Santa Fe Americana-rock duo Whiskey Flower – Holly Lucille and Julie Neumark, bandmates and life partners of eighteen years – drop their third EP, Double Yellow Lines, on March 27th. The project was recorded live at Grammy-winner John Would’s Los Angeles studio, the same Would who produced Fiona Apple’s Fetch the Bolt Cutters, and the choice to capture live performances rather than overdub everything into submission was clearly intentional. Drummer Kristen Gleeson-Prata (Børns) and Would himself on electric guitar, banjo, and lap steel fill out the sound. It follows their 2023 debut “Righteous Indignation” and 2024’s “Why Not?” – nominated for Best Rock Song at the Hollywood Independent Music Awards – and arrives with real momentum behind it: eight of their original songs appeared in Season 1 of Middlehood on Prime Video and Tubi, one of which was submitted for Emmy consideration.

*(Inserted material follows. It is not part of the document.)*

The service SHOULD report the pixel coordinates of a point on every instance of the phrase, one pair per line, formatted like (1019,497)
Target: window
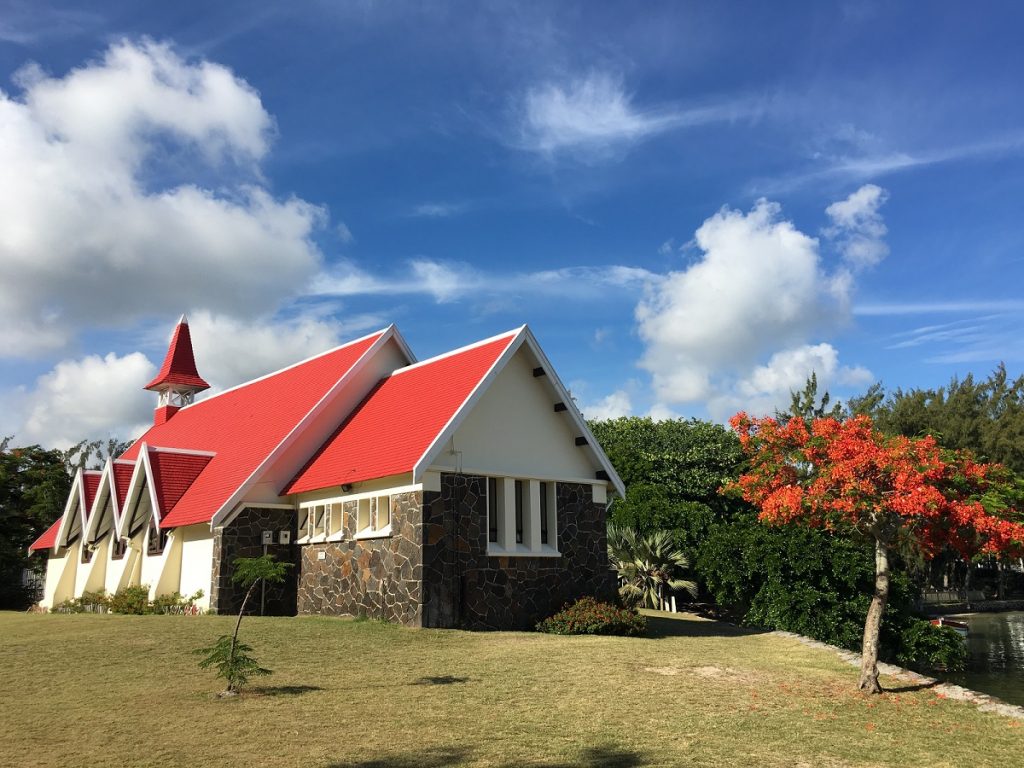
(521,517)
(544,513)
(493,510)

This EP is surprisingly refreshing, though the sonic textures used on it are not new per se, but the way they are utilized is. Lyrically, it’s a very powerful record. Especially the title track. That’s my favorite song on the EP personally because the pacing of it is perfect. The way it starts and the way it evolves is just flawless – it’s a timeless feeling song.

It’s far from the catchiest song on the record, though. That award goes to “Stop Stereo” hands down. It’s a song that celebrates individuality. Thematically, it’s about how a person is almost never what they seem. There is always more going on under the surface because almost no human is that shallow. We are a collection of hundreds of thousands of experiences so naturally we can’t really fit into one box no matter how hard we try either to be accepted or to make sense of others. Though it is useful evolutionarily to look for patterns, one should recognize how limited that ability is when it comes to humans.

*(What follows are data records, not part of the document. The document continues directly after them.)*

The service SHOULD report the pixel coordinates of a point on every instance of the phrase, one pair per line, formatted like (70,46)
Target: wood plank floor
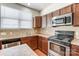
(39,53)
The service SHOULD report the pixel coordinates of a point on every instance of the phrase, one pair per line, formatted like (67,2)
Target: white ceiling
(36,6)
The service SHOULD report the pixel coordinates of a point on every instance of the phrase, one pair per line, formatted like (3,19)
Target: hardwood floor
(39,53)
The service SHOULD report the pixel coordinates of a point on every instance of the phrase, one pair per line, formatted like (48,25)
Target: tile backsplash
(51,30)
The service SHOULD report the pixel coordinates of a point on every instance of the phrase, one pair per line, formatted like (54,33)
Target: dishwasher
(10,43)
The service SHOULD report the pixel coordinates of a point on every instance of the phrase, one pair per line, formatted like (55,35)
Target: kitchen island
(20,50)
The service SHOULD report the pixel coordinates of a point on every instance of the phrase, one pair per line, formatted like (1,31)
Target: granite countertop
(11,37)
(20,50)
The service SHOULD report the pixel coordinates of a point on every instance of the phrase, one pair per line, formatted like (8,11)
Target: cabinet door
(44,21)
(2,11)
(34,42)
(39,43)
(76,14)
(49,20)
(0,45)
(26,40)
(74,50)
(56,13)
(37,22)
(25,15)
(11,13)
(45,45)
(66,10)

“Truth & Consequence” is where the EP stretches outward beyond the personal and looks at the wider landscape. It surveys the cultural divide without planting a flag on either side, which is harder to pull off than it sounds – it lands more as a pulse check than a protest song, and that restraint is what gives it weight. The drums anchor everything with real force, and the melody carries frustration and hope in equal measure without tipping too far in either direction. “Abilene” then brings things back inward, written as a letter to Neumark’s 2010 solo chapter and a Texas tour that never happened. Lucille’s bass lines do heavy emotional lifting here, and the duet harmonies between the two give the song an intimacy that suits the subject matter – grief becoming gratitude, self-doubt sitting alongside stubborn belief. It closes the EP on something that feels genuinely hard-won.
Four songs in, Double Yellow Lines makes a strong case that Whiskey Flower are hitting their stride. The live recording approach paid off – this sounds like a band fully comfortable in each other’s orbit, and that chemistry is audible in every track. With a release party already lined up in Santa Fe, this one deserves the room to breathe that a live setting will give it.